RECURSOS EXPRESSIVOS

- Comparação:
. "... assi dos que se colherem dentro do termo de homees aldeãos com mulheres e
filhos, como dos que vierom na frota do Porto...";
. "... tamanho pão como uma noz...";
. "E assi como é natural cousa a mão ir amiúde onde sêe a dor, assi uns homees falando
com outros não podiam em al departir senão em na míngua que cada um padecia":
evidencia a necessidade de os habitantes de Lisboa lidarem com a sua dor, através do
diálogo com quem comungava do seu sofrimento, tal como a mão o faz através do
contacto físico, no caso de padecimentos dessa natureza;
. "... tanta diferença há de ouvir estas cousas àqueles que as então passaram, como há
da vida à morte?";
. mester de o multiplicar como fez Jesu Christo aos pães”: reforça o dramatismo, uma
vez que só um milagre poderia salvar a cidade.

- Metáforas:
. "rogavam a morte que os levasse";
. "cerravom suas orelhas do rumor do povo.";
. "padeciam duas grandes guerras" (…) sse defender da morte per duas guisas…”: os
habitantes de Lisboa enfrentam duas guerras – a guerra (o cerco) contra os
castelhanos e a fome resultante do cerco – que impedia que se defendessem quer da
morte, quer, por falta de forças, do inimigo;
. "ondas de tais aflições?";
. “Os padres e madres viam estalar de fome os filhos…”: explicita a desgraça das
crianças, tal como o que estala parte, morre, também as crianças morriam, privadas de
alimentos;
. “… andavom homees e moços esgaravatando a terra”: a metáfora evidencia o
desespero das pessoas por causa da fome. Tal como as galinhas esgaravatam a terra
em busca dos grãos de milho, também as pessoas, levadas pelo desespero da fome,
remexiam a terra como aquelas à procura de algum grão perdido.

- Apóstrofe: "Oh, geraçom que depois veio, povo bem-aventurado...".

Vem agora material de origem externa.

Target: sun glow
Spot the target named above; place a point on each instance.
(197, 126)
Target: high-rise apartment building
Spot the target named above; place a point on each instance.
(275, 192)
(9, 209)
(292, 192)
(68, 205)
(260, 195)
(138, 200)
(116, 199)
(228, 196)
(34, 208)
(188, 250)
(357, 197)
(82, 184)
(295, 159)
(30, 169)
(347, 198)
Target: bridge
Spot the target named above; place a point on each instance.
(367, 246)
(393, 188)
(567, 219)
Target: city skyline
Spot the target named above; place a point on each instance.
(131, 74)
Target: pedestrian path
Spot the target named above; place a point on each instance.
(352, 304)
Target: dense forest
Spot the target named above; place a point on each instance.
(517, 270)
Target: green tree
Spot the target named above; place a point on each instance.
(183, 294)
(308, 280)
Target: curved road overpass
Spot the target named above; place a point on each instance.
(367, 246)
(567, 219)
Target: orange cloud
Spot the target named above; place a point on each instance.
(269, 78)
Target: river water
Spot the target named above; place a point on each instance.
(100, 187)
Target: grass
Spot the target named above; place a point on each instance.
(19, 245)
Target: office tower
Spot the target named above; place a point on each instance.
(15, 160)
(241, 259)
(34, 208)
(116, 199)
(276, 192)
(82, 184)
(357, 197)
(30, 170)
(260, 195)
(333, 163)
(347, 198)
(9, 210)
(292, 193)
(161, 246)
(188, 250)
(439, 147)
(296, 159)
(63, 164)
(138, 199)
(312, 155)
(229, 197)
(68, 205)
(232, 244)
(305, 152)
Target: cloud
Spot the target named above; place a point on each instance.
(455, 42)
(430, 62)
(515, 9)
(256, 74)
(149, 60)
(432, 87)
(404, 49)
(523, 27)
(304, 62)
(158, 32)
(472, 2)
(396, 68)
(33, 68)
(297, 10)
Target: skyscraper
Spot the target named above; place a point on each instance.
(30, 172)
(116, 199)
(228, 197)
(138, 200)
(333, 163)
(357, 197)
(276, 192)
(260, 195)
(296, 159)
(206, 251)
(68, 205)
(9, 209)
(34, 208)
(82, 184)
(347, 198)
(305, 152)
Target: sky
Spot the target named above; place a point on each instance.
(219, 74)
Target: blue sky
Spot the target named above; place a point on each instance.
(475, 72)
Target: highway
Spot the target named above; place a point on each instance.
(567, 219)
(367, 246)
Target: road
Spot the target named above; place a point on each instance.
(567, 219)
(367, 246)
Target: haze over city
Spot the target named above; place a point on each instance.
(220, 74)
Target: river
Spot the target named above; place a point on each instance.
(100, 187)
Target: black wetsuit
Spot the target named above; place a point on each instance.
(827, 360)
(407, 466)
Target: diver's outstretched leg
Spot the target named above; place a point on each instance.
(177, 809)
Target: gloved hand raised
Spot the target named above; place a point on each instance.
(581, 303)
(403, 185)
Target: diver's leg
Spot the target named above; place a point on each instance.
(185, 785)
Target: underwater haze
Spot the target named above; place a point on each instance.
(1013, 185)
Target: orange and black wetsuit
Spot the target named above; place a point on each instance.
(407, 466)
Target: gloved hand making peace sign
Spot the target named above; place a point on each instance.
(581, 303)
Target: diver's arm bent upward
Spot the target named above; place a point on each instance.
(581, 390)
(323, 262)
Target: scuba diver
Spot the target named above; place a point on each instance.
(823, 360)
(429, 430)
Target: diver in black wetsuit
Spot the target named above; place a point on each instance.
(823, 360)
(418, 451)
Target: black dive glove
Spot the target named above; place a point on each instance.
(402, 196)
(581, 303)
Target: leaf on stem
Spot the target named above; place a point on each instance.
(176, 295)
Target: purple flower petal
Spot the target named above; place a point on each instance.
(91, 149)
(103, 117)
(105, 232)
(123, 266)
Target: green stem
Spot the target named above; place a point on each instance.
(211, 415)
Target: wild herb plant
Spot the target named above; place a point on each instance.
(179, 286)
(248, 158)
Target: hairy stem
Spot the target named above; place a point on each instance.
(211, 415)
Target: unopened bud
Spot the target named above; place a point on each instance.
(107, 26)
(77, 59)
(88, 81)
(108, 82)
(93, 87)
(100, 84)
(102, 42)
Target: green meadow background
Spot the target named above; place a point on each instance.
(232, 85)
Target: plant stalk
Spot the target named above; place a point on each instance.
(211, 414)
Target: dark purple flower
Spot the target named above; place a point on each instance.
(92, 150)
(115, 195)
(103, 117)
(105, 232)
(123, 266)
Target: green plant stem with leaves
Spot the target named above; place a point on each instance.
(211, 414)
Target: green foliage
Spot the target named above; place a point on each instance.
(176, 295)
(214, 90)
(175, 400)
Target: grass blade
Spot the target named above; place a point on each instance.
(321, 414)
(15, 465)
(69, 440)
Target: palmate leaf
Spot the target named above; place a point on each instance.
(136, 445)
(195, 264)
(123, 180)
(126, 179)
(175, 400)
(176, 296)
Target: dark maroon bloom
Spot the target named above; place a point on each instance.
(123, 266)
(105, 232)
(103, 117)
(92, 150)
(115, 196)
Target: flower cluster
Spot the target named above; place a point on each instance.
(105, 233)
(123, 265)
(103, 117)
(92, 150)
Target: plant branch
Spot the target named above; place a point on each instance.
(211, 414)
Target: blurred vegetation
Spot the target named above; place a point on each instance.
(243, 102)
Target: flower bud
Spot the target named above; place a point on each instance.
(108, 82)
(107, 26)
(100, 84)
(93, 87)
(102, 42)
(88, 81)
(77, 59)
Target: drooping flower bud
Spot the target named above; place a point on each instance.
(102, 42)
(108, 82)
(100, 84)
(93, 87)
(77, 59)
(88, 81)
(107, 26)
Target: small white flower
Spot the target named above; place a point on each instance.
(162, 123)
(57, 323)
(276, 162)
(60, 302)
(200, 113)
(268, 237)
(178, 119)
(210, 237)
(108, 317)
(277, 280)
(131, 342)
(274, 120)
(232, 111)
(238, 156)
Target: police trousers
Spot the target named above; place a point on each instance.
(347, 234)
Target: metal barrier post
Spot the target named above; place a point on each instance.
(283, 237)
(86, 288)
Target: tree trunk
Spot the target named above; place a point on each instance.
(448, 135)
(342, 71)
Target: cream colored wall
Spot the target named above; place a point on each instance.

- Hipérbole: "ondas de tais aflições!".

- Eufemismo: “Assim que rogavam a morte que os levasse…” – explicita o desejo de


morte, pois é preferível esta aos padecimentos que sofrem.

- Tempos verbais: pretérito perfeito e imperfeito.


PERSONAGENS

 O povo de Lisboa – personagem coletiva (sente e age como um só):


comportamentos e sentimentos diversificados, que evidenciam o agravamento da
miséria e do estado anímico:

- o medo da vingança do rei de Castela, caso a cidade caísse nas suas mães
- disponibilidade total, "quando repicavom os sinos";
- coragem: a procura empenhada de alimentos (as idas de homens ao Ribatejo e a sua
defesa por parte dos que esperavam), colocando a vida em risco
- defesa corajosa da cidade, ultrapassando a fraqueza humana e revelando um esforço
sobrenatural;
- luta pela sobrevivência, procurando comida de forma degradante e bebendo água até
à morte e pedindo esmola pela cidade;
- crueldade: a punição do traidor;
- pedido de ajuda a Deus, face à situação de desespero reinante;
¯
- população unida, solidária na desgraça, consciente no risco, sofre no presente e receia
o futuro, mas não desiste de lutar e tenciona resistir até ao fim;

Mestre de Avis – personagem individual:


- governante responsável, infortunado e ativo;
- solidário com o seu povo;
- sofre e resiste com ele;
- sentimentos:
. dor, motivada pelo conhecimento da situação de carência que o povo vive;
. impotência e incapacidade de resolver ou atenuar a gravidade da situação ("veendo
estes males a que acorrer nom podia.") e as dificuldades da população;
. sofrimento graças à incapacidade de socorrer a população;
- atos: o Mestre e os do seu Conselho fecham os ouvidos "ao rumor do poboo", não por
indiferença ou hostilidade, mas porque lhes eram dolorosas "douvir taaes novas (...) a
que acorrer nom podiam";
- assume comportamentos de emergência face à situação extrema que a cidade vive,
nomeadamente a expulsão dos que não têm mantimentos para se alimentar, uma
forma difícil de atenuar o sofrimento da restante população.